Amniotic death in early pregnancy

  • 200 mg mifepristone (progesterone receptor antagonist) + vaginal application of 800 µg misoprostol (prostaglandin E1 analogue) →.
    • Mifepristone administration increased the proportion of women who experienced complete expulsion after a single misoprostol treatment from 67.1% to 83.8%.
    • The proportion of women who required manual vacuum aspiration (MVA) was decreased from 23.5% to 8.8%.
  • Pretreatment with mifepristone significantly improved the success rate of treatment of restrained miscarriage (“missed abortion”) with misoprostol: treatment with mifepristone plus misoprostol was more effective than misoprostol alone in treating miscarriage.

Note: 7 to 21 days after drug use, sonographic follow-up and HCG checks, if necessary, should be performed; the same applies to unscheduled heavier bleeding.
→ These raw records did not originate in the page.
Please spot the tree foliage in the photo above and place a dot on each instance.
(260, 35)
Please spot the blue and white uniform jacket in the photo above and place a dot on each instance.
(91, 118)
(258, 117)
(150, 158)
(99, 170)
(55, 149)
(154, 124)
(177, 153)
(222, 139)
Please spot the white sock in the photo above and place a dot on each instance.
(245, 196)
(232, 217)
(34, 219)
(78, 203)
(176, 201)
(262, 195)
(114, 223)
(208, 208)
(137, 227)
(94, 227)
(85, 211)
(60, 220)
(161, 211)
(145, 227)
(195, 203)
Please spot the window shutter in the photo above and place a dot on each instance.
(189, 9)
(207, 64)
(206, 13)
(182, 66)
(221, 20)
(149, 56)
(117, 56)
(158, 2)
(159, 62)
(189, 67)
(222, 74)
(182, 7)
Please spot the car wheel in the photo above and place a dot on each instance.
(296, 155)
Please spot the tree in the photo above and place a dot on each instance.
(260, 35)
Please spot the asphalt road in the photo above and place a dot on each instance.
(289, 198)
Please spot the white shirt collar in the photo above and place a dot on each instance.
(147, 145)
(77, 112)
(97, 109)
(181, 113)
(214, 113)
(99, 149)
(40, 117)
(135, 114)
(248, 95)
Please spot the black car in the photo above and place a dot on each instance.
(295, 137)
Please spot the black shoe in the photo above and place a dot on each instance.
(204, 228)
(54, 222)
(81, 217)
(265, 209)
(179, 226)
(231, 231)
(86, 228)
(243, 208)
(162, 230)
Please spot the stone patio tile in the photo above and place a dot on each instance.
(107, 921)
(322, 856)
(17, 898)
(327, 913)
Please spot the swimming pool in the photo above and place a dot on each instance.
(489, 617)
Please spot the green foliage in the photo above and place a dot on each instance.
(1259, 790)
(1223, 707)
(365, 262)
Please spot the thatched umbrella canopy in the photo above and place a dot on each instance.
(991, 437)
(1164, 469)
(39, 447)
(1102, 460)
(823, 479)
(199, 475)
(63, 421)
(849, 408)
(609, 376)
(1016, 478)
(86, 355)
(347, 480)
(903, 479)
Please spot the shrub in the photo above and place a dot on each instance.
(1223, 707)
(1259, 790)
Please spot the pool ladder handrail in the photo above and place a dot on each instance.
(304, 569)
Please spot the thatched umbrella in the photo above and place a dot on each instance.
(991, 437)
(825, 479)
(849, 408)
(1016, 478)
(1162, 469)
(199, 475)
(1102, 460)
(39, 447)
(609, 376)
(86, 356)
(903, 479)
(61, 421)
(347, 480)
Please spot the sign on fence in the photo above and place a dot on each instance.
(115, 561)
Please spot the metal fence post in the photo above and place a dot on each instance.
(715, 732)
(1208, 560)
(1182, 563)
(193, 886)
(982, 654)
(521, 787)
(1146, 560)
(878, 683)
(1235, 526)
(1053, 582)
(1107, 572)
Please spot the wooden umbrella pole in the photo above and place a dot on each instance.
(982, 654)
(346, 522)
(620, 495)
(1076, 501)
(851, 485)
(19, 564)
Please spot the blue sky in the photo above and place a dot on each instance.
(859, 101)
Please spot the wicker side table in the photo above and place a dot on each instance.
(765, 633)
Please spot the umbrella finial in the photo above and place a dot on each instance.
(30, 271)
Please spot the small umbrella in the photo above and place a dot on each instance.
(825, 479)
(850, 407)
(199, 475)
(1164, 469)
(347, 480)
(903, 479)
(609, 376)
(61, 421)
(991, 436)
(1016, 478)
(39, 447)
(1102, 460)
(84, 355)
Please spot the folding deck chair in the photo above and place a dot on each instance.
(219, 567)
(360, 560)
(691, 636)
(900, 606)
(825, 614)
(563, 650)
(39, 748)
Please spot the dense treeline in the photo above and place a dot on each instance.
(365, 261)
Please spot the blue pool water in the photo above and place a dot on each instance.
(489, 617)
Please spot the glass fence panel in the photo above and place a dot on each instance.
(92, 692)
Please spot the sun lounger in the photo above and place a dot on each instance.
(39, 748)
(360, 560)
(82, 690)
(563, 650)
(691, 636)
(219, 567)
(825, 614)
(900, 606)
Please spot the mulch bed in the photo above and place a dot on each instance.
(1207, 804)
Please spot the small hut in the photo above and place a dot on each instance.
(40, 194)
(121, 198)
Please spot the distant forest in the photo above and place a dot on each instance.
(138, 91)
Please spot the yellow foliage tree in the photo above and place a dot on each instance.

Febrile abortion / septic abortion.

Therapy

  • Antibiotics i.v., broad spectrum including anaerobes (e.g., cephazolin + metronidazole).
  • Heparin
  • Volume substitution
  • Early abortion < 14 SSW, curettage 4-6 h after antibiotic administration.
  • Late abortion > 14 SSW, curettage after abortion induction.

Anti-D prophylaxis in Rh-negative patients.

Abortus habitualis (habitual abortion; recurrent spontaneous abortion, RSA; repeated spontaneous abortion (WSA))

  • Definition: ≥ 3. Spontaneous abortions (initially of unclear etiology) before 20 weeks’ gestation (SSW).
  • No confirmed effects have been demonstrated for: Glucocorticoids, intravenous immunoglobulins, lipiodine infusions, lowering NK cell activity as well as proinflammatory cytokine formation, allogeneic lymphocyte transfer (“lymphocyte immunization”), G-CSF(“granulocyte-colony stimulating factor”) administration.
  • Therapy of autoimmune thyroiditis (autoimmune disease leading to chronic inflammation of the thyroid gland) and subclinical hypothyroidism (hypothyroidism).
  • Treatment of thrombophilia with heparin in the presence of evidence of antiphospholipid syndrome (APS; antiphospholipid antibody syndrome).
  • In the presence of an antiphospholipid syndrome (APS, APLS) and a “non-criteria” APLS should be treated with low-dose acetylsalicylic acid (ASA) and low-molecular-weight heparin.
  • Women with habitual preterm abortion and hereditary factor XII deficiency: acetylsalicylic acid (ASA) monotherapy (40 mg/day).

Supplements (dietary supplements; vital substances)

Suitable dietary supplements should contain the following vital substances, among others:

Legend:

* Prevention
* * Risk group
* * * Deficiency symptoms

Note: The listed vital substances are not a substitute for drug therapy. Dietary supplements are intended to supplement the general diet in a given life situation.